SSLSocket via another SSLSocket

So I tried to find out what goes wrong in case of android but so far I didn't find anything wrong with your code. Also since the code works for JRE, it asserts the hypothesis.

From the tcpdump you provided, there is substantial information to conclude how Android behaves with the same set of APIs as JRE.

Let's have a look at JRE tcpdump:

• See the initial handshake messages (Client Hello, Server Hello, change cipher spec). This shows the handshake between JRE client and proxy server. This is successful.
• Now we don't see the second handshake between JRE client and www.google.com (the end server) as that's encrypted as we are doing SSL over SSL. The proxy server is copying them bit by bit to the end server. So this is a correct behavior.

Now let's look at the android tcpdump:

• See the initial handshake messages (Client Hello, Server Hello, change cipher spec). This shows the handshake between android client and proxy server. This is successful.
• Now ideally we shouldn't see the second handshake as it should be encrypted. But here we can see that android client is sending a "client hello" and it is sending it to "www.google.com" even though the packet is sent to the proxy server.
• The above is bound to fail as the packet was supposed to be written over SSL socket and not over the initial plain socket. I reviewed your code and I see that you are doing the second handshake over SSLSocket and not over plain socket.

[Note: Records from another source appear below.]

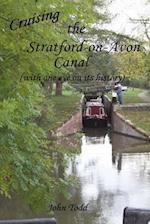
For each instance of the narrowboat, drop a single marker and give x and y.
(93, 113)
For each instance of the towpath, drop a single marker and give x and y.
(144, 96)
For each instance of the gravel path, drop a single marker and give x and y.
(144, 96)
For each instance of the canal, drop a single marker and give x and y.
(112, 172)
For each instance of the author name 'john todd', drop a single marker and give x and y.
(70, 207)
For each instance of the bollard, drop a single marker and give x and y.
(136, 216)
(29, 221)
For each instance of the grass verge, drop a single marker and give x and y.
(140, 119)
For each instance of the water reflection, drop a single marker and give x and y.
(110, 179)
(112, 172)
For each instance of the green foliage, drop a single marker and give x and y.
(27, 165)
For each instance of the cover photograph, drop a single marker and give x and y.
(75, 111)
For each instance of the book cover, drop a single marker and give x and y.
(74, 111)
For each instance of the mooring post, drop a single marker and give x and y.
(136, 216)
(29, 221)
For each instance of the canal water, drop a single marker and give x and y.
(112, 172)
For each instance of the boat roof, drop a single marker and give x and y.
(94, 103)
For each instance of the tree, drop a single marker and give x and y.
(24, 150)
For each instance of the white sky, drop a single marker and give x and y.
(125, 9)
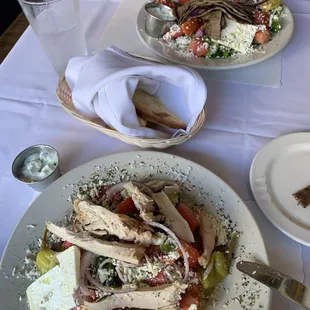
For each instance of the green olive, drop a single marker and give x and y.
(270, 5)
(46, 260)
(219, 271)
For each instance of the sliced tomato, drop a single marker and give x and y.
(158, 280)
(167, 2)
(189, 215)
(191, 26)
(92, 295)
(190, 297)
(261, 18)
(192, 254)
(197, 47)
(117, 198)
(102, 191)
(262, 37)
(67, 244)
(177, 34)
(155, 250)
(126, 207)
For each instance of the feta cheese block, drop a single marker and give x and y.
(54, 290)
(238, 36)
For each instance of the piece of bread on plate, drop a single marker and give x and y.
(142, 121)
(152, 109)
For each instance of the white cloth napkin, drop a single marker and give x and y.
(103, 85)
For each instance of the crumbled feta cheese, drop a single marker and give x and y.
(238, 36)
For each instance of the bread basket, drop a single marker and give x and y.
(63, 93)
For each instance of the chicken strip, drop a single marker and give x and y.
(143, 203)
(158, 185)
(165, 296)
(207, 230)
(99, 220)
(131, 253)
(173, 219)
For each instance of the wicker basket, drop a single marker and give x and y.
(64, 96)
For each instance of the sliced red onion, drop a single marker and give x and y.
(107, 289)
(143, 188)
(119, 273)
(199, 33)
(120, 186)
(78, 297)
(86, 260)
(208, 269)
(175, 238)
(197, 11)
(115, 189)
(253, 3)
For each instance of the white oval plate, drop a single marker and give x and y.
(205, 187)
(280, 169)
(161, 49)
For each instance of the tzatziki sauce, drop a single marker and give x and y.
(162, 12)
(38, 166)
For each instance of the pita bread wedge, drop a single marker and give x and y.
(151, 109)
(199, 8)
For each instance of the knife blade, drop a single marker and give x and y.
(278, 281)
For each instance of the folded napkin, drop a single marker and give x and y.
(103, 85)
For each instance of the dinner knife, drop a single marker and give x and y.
(279, 282)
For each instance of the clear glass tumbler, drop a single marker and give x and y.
(57, 25)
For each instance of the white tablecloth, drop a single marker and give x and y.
(241, 119)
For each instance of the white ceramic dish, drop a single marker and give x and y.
(206, 188)
(280, 169)
(161, 49)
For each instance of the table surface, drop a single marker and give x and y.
(241, 119)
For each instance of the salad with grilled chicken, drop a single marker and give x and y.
(132, 245)
(222, 28)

Analysis from proxy/stunnel wireshark:

JRE Case:

In case of JRE, the client does the initial SSL handshake with the stunnel/proxy server. The same can be seen below:

The handshake is successful and connection is done

Then the client tries to connect to remote server (www.google.com) and starts the handshake. So the client hello sent by client is seen as encrypted message in packet #34 and when stunnel decrypts the same, it is seen at "Client hello" which is forwarded to proxy server by stunnel

Now let's look at android client case.

Initial SSL handshake from client to stunnel/proxy is successful as seen above.

Then when android client starts the handshake with remote (www.google.com), ideally it should use SSL socket for the same. If this was the case, we should see encrypted traffic from android to stunnel (similar to packet #34 from JRE case), stunnel should decrypt and send "client hello" to proxy. however as you can see below, android client is sending a "client hello" over plain socket.

If you compare the packet #24 with packet #34 from JRE, we can spot this difference.

Conclusion:

This is a bug with android SSL (factory.createsocket() with SSL socket) implementation and I feel there may not be a magical workaround for the same using the same set of APIs. In fact I found this issue in android bug list. See below link: https://code.google.com/p/android/issues/detail?id=204159

This issue is still unresolved and you can probably follow-up with android dev team to fix the same.

Possible Solutions:

If we conclude that the same set of APIs cannot work then you are left with only one option:

1. Write your own SSL wrapper over the SSL socket. You can manually do handshake or use a third party implementation. This could take a while but looks like the only way.

I don't think you're doing anything wrong. It looks like there's a bug in the protocol negotiation during your second handshake. A good candidate would be failing in an NPN TLS handshake extension.

Take a look at your protocols in this call: sslSocket.setEnabledProtocols(sslSocket.getSupportedProtocols());

You can walk through the listed protocols and try them individually. See if you can lock down what's failing and whether you need that specific protocol or extension supported.